"Uni-Karriere mit Kind muss möglich sein"

- Benachteiligt hat sich Claudia Philipps nie gefühlt, als Frau in einer Männerdomäne. Trotzdem sagt die Informatikerin: "Man muss etwas tun, damit der Frauenanteil in technischen Disziplinen steigt." Philipps ist neue Frauenbeauftragte der Technischen Universität München (TUM). Am Mittwoch tritt sie ihre zweijährige Amtszeit an.

Zwischen zwölf und 16 Prozent liege an der TUM der Anteil der Studentinnen in Fächern wie Informatik oder Ingenieurwissenschaften. Zu wenig, wie Philipps findet. Sie will deshalb spezielle Programme ausbauen, die schon junge Mädchen an technische Fächer heranführen.

Konzepte für eine familienfreundliche Uni

Claudia Philipps hat noch ein weiteres Anliegen: "Je höher man in Industrie oder Universität in der Hierarchie schaut, desto geringer wird die Zahl der Frauen." Das gelte auch für Studiengänge wie Medizin oder Chemie, wo die Studentinnen teilweise sogar in der Überzahl seien.

Schwierigkeiten, Karriere und Familie in Einklang zu bringen, sieht die neue Frauenbeauftragte als eine der Hauptursachen für den später sinkenden Frauenanteil. "Das habe ich auch bei vielen gesehen, die mit mir studiert haben", sagt sie.

Claudia Philipps, die 2003 ihre Promotion an der TUM abgeschlossen hat, hat keine Kinder.

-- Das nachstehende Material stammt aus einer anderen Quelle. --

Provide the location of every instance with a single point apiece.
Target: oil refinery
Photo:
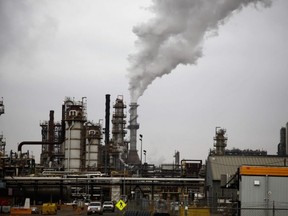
(84, 160)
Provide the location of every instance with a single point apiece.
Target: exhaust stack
(133, 157)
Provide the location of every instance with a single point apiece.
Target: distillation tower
(133, 157)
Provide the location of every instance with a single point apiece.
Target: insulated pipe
(47, 143)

Dennoch ist sie sich sicher, dass sie selbst kaum Hemmungen hätte, sich auf die Doppelbelastung Wissenschaft und Mutterschaft einzulassen.

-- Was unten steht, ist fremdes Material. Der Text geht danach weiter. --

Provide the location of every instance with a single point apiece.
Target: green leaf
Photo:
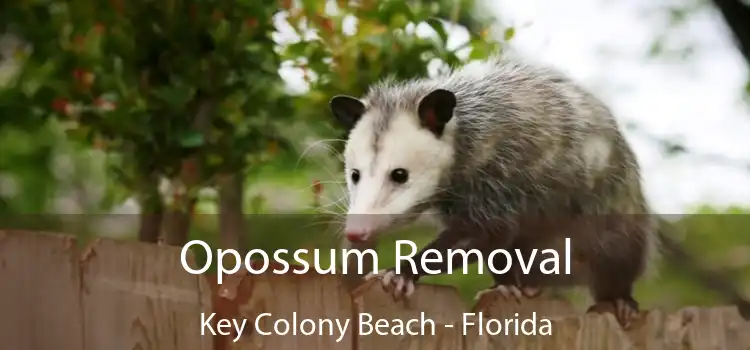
(509, 33)
(192, 139)
(438, 26)
(174, 96)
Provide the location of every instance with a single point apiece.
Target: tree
(190, 91)
(182, 91)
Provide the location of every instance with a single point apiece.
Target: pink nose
(353, 236)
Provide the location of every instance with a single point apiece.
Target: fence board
(441, 304)
(39, 295)
(138, 296)
(495, 307)
(310, 296)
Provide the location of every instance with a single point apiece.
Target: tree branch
(737, 17)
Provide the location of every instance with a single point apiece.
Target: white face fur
(388, 182)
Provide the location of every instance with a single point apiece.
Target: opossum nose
(355, 236)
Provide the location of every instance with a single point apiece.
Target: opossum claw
(400, 286)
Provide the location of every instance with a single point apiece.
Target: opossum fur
(509, 155)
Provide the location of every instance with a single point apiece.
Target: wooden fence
(114, 295)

Vielleicht, sagt Claudia Philipps, seien es gar nicht immer nur die tatsächlich vorhandenen Hindernisse, die Frauen von einer beruflichen Karriere abhalten. "Oft muss man die Leute nur ermutigen." Warum solle denn eine Informatikerin, die gerade Mutter geworden ist, nicht zumindest in Teilzeit von zu Hause aus am Computer arbeiten?, fragt Claudia Philipps. Als Frauenbeauftragte will sie ein entsprechendes Bewusstsein an der Technischen Universität etablieren.

In den kommenden Wochen will sich Claudia Philipps erst einmal einlesen in ihr neues Aufgabengebiet. Anfang Mai soll dann ein erstes Treffen mit den Frauenbeauftragten der Fakultäten stattfinden.